村民們此時都愣住了,驚愕於此時此刻少年的堅持。

褐發少年似乎是在剛才的動靜中摔傷了腿,但卻仍然一瘸一拐地咬牙向著洞窟的方向緩慢走去。明明任誰都知道,包括少年自身也清楚得無比,這洞窟背後所要承受怎樣的殘酷命運。明明終於有了足以放棄或者說逃避命運的轉折,但這個少年還是義無反顧地去了。

甚至是,咬牙堅持著,一次又一次。

到底是為了什麼呢?

為的是,他背後的……冷漠無情地將他送上「祭品」絕路的村莊嗎?

村民們直到現在,看著少年踉踉蹌蹌的背影的這一刻,才終於感受到了一種無法再被刻意忽視的動容與憐憫,甚至,更多的是感到了自身的不堪。
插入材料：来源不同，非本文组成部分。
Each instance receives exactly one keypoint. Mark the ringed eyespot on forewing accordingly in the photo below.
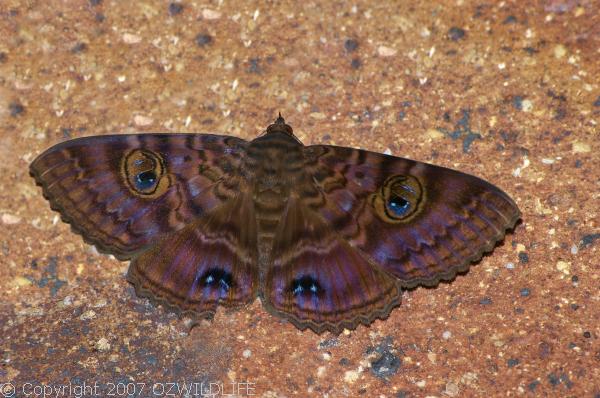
(327, 237)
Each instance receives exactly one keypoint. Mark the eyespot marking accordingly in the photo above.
(144, 173)
(306, 286)
(399, 199)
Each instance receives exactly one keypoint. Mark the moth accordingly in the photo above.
(326, 236)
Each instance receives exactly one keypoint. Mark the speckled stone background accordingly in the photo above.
(508, 91)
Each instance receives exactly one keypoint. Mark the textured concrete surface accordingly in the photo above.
(508, 91)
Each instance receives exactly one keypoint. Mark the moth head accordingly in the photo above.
(399, 199)
(144, 173)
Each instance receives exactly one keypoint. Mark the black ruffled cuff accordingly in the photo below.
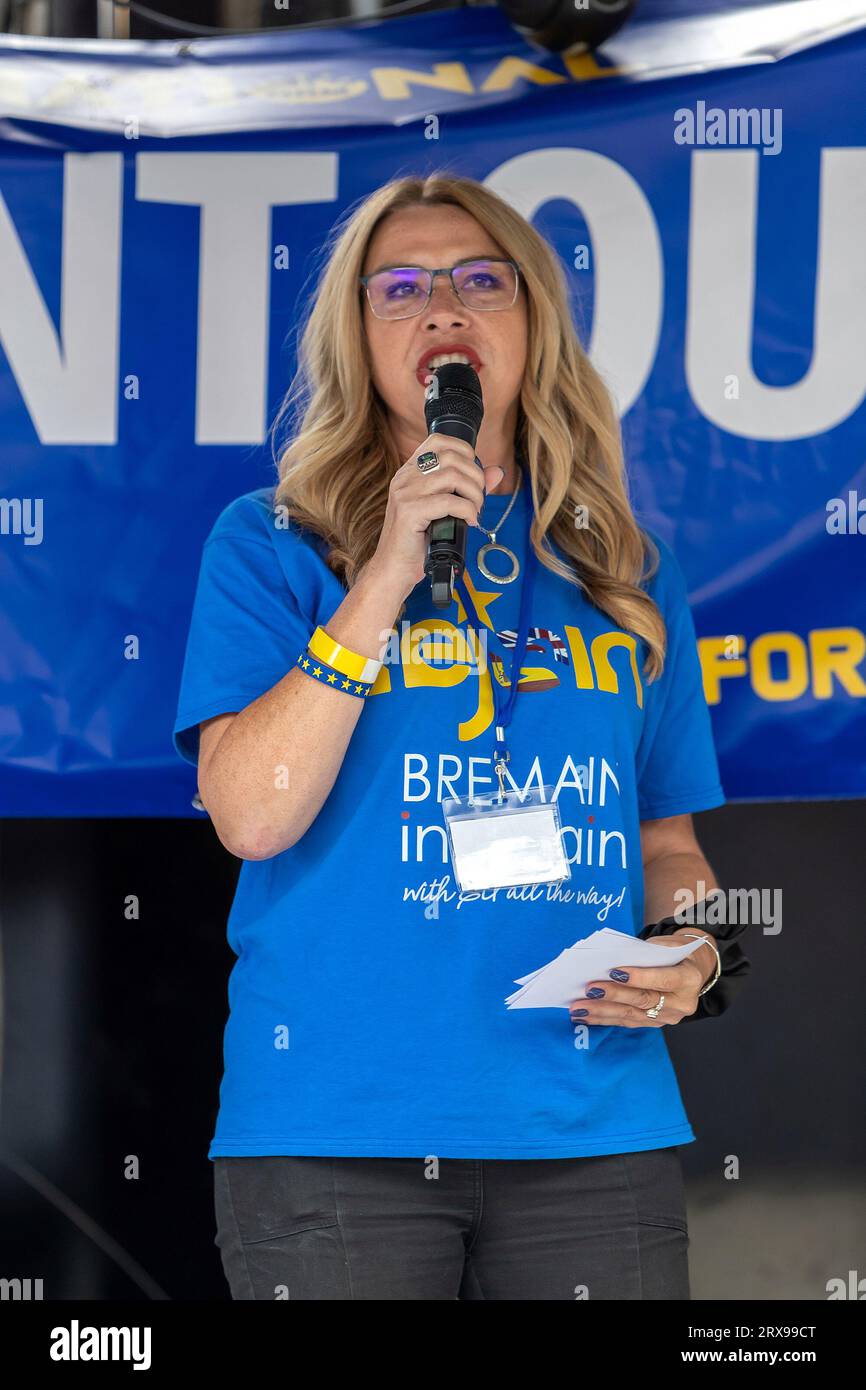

明明曾經可以大義凜然地認為犧牲少年是為了保護整個村莊,然而如今卻無法再以那樣冷漠的心態對待了。正因為他們口中所說的彆無選擇,所以他們無能為力地站在這裡,冷眼旁觀著那個被他們所嫌惡舍棄的少年為了村莊選擇了坦然的,甚至是堅持的犧牲。

走到洞窟口的沢田綱吉突然感到手腕被緊緊拽住了。

“村長?”沢田綱吉意識到好像是村長抓住了自己。

鬆岡村長也不知道為什麼要抓住沢田綱吉的手,他眉頭緊鎖,嘴唇緊抿。男人既想說什麼,又什麼都沒說,這也代表了男人的心中極其難以言說的複雜情緒。

沢田綱吉也察覺到了村長終於心有猶豫的心情。

本來還緊繃著身體的沢田綱吉,突然放鬆了下來。

像是終於緩了口氣一樣。

“村長,沒關係的。”沢田綱吉其實想要的並不多,這些村民們此時內心的猶豫便足夠了,“我隻是想說,如果成為「祭品」的命運無法避免,與其是被綁著,作為被整個村莊所舍棄的存在,才成為了祭品。我更希望能成為,因為想要保護村莊與村民們,而主動成為祭品的人吧。”

聽到了褐發少年的話的村民們瞪大了眼,用一種不可置信的眼神注視著沢田綱吉,就如同這好像是他們第一次用正視的眼神看著這個如此陌生的少年。

這個一直背負著「災星」的惡名的褐發少年此時勾起唇角淺淺笑著,眼眸中沒有任何被拋棄被利用的陰霾與不甘。這個有足夠的理由怨恨的少年,卻選擇了毫無理由的包容。

少年左臉上占據了額頭與眼角處的一直被視為不詳的大片紅色胎記依舊是矚目的,卻無法掩蓋少年溫柔的神情,少年失明的眼眸中閃爍的更是絕對與災禍之名毫無牽連的光輝。

以守護之名,將一個孤僻的無人問津的「災星」推入地獄,村民們可以做到強裝大義地冷漠對待。但是,親眼注目著神情溫暖的少年為了他們而隻身走入黑暗,村民們……感到了不堪的罪惡。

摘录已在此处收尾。